Does it fit the requirements?

I wanted this to be fun, limited in scope, useful and technically challenging. This would not be that technically challenging on its own, if I stick to my guns and build it with the same tech I use for all my other projects, but it could be very challenging if I try something new. I think this project is the perfect fit for some Amazon Web Services kung fu. Running it there with some of the tech I am going to mention below would also potentially make it very low-maintenance.

Why AWS

Up until know I have used AWS tangentially with the excellent Amazon S3 (storage) and Amazon SES (super-cheap email sending), but I have never built an app that runs entirely on AWS.

The desire to experiment with this has been growing since I started hearing from some friends about how cool AWS is, and the amazing things even small teams are building at scale on it. Then I started following Daniel Vassallo and read his excellent AWS: The Good Parts.

To top it up, last night I went to the Serverless meetup, hosted here in Milan at the AWS offices and something one of the speakers said stuck with me. There was this quote from Linus Torvalds saying how personal computers changed his life by allowing him to develop Linux while a teenager in his bedroom. And then the speaker talked about lambdas and other AWS tech that really democratizes building products by making it extremely cheap, easy to run and scale. This enables not only to fail fast, but to fail cheap. Bingo.

All of this to say: it’s about time I give this a try.

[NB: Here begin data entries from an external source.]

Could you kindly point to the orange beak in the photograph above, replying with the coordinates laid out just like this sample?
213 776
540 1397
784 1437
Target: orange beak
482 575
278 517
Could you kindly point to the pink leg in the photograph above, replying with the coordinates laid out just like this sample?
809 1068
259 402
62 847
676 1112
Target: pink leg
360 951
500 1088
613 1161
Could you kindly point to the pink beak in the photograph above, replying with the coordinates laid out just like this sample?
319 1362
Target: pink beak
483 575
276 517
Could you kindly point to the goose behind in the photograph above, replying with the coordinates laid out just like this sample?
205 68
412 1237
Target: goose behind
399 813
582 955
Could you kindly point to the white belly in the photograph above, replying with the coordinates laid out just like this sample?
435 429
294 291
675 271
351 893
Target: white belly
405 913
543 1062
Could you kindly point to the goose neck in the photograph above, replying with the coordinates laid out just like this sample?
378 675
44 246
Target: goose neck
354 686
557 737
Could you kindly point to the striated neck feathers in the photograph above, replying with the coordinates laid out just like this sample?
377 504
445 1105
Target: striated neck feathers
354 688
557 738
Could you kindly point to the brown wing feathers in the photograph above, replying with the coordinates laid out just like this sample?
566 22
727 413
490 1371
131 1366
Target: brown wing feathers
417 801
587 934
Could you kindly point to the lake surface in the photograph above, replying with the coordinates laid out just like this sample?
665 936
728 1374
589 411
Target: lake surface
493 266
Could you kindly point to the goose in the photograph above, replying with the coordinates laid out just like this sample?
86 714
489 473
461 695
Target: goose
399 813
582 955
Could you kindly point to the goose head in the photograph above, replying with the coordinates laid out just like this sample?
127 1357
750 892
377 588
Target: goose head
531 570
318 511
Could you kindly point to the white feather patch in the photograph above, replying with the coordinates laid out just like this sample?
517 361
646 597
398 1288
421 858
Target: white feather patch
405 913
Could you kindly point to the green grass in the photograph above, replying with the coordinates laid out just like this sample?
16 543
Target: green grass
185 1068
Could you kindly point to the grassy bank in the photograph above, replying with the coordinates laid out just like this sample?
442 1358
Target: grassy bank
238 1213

How would this service work

The way I am seeing this right now, you would setup an account and pick your username.

Then from inside the app you can start creating new email addresses. As an example, username-news@service.com could be your email for newsletters. After creating it you can set it up to only deliver emails on Sunday at 10am to your own email address.

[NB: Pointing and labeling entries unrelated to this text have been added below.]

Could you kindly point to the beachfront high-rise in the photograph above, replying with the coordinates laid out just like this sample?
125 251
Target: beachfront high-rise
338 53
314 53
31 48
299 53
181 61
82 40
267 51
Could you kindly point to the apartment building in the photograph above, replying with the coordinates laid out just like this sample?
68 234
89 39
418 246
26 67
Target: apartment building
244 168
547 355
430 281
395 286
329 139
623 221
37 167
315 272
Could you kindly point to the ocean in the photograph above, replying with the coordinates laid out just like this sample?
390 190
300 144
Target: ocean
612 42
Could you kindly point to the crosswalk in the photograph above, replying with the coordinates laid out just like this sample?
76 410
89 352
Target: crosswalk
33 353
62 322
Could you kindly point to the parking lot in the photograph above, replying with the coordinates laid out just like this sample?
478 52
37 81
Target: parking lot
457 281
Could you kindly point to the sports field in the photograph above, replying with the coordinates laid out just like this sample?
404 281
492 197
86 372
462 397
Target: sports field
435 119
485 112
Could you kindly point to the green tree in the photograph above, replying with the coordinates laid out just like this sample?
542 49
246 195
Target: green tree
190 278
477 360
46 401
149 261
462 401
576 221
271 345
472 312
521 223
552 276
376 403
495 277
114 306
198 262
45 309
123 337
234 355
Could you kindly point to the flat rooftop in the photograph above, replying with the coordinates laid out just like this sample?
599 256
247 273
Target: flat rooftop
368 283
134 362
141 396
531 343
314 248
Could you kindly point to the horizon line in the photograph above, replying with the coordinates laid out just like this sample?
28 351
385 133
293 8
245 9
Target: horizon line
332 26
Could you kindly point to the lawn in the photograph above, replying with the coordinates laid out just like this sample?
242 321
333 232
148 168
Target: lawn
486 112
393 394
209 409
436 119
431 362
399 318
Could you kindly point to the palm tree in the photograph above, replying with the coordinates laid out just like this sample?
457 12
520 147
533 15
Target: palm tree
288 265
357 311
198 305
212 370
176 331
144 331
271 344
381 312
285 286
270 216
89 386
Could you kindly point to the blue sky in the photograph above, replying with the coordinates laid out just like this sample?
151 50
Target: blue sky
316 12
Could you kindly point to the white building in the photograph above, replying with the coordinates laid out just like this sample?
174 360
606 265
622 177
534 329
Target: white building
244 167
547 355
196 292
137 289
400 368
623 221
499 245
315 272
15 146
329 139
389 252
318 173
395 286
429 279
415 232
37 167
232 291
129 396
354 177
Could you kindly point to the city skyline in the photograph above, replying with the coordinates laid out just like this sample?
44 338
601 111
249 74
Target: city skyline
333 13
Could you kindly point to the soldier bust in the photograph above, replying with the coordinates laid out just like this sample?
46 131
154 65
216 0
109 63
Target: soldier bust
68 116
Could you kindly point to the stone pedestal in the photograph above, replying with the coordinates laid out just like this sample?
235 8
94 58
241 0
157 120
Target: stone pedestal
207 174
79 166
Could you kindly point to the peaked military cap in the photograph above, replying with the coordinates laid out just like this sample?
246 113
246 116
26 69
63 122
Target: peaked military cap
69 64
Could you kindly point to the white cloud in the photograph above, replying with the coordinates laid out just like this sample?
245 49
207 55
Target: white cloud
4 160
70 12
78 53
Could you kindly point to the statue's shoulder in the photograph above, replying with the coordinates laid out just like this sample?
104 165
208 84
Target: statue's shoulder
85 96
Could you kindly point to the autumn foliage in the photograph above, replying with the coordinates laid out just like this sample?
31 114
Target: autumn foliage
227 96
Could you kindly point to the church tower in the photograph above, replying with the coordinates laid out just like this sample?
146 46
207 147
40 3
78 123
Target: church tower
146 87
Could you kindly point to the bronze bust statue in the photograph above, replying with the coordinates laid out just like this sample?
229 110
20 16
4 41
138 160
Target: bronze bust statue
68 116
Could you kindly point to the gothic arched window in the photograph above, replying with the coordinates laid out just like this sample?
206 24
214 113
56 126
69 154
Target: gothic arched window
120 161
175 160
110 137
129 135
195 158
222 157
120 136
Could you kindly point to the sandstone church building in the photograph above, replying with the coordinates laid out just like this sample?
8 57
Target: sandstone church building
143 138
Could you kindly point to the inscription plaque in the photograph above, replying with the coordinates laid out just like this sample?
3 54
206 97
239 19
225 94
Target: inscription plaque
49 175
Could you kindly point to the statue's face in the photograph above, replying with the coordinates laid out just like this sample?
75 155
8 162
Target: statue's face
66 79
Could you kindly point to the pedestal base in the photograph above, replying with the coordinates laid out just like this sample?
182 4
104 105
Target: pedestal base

With this you could enjoy a newsletter-free inbox for the rest of the week and go all-in on newsletters Sunday morning.

Another use case could be to throttle services that constantly emails you when what you want is just a digest each day (think of a customer support inbox, like in Ben’s original Twitter thread).

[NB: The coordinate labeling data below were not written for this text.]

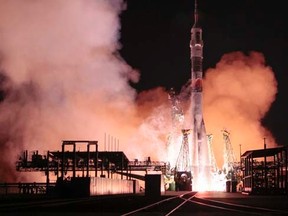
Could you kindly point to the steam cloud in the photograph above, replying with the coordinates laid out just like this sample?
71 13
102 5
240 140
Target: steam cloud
62 79
238 92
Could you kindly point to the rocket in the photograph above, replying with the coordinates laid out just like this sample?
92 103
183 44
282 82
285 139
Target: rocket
199 144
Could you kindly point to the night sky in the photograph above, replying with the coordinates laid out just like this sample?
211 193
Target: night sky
155 37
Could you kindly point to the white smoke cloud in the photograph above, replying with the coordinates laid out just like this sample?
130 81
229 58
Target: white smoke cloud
238 93
62 75
62 78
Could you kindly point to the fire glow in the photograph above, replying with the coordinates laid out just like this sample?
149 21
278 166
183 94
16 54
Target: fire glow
60 87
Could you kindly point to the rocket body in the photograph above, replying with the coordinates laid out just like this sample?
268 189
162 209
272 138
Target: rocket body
200 160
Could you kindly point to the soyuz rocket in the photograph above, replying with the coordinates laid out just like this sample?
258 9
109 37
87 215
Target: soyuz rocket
199 144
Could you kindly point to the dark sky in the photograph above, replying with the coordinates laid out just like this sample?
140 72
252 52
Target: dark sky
155 36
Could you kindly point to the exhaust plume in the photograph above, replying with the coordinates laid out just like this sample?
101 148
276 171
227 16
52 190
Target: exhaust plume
238 93
62 78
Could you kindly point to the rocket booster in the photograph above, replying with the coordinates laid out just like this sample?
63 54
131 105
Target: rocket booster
198 147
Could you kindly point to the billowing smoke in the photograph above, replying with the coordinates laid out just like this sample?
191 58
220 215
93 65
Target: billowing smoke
62 78
238 92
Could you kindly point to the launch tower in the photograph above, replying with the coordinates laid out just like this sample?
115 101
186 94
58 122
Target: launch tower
200 161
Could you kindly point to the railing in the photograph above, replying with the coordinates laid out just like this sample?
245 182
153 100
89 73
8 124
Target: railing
24 188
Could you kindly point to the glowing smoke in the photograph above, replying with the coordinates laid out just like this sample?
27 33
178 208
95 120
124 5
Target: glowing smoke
238 92
62 76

Building this service on AWS

First step is getting the inbound emails in order to process them. That’s easily done with Amazon SES. You can also attach a lambda that processes the email and does stuff to it, or just let the email be saved to an S3 bucket, still haven’t decided what’s the best option in my case. Emails would be encrypted at rest (S3 supports this out of the box).

Then comes processing the emails. In order to do this there needs to be some recurring jobs (lambda? Can they be run periodically?) that looks at the received emails and based on the recipient address finds the user, his desired schedule for that address and spawns another lambda that sends the message at the right time.

Between these two lambdas, the one processing the received emails and the one sending out the email there could be room for another AWS service, maybe something for queueing jobs that also offers retries if a job fails. Here my lack of knowledge in AWS-related topics starts to show. Feel free to reach out if you know what I need here.

I also need some sort of storage or db for users and their settings and, right now, for that I am thinking of giving a spin to DynamoDB after hearing of its amazing performances, costs and scaling features.

Conclusion

I don’t know if I am actually going to build this, but if I do it will be fun to come back to this post and see what I did different with respect to the plan.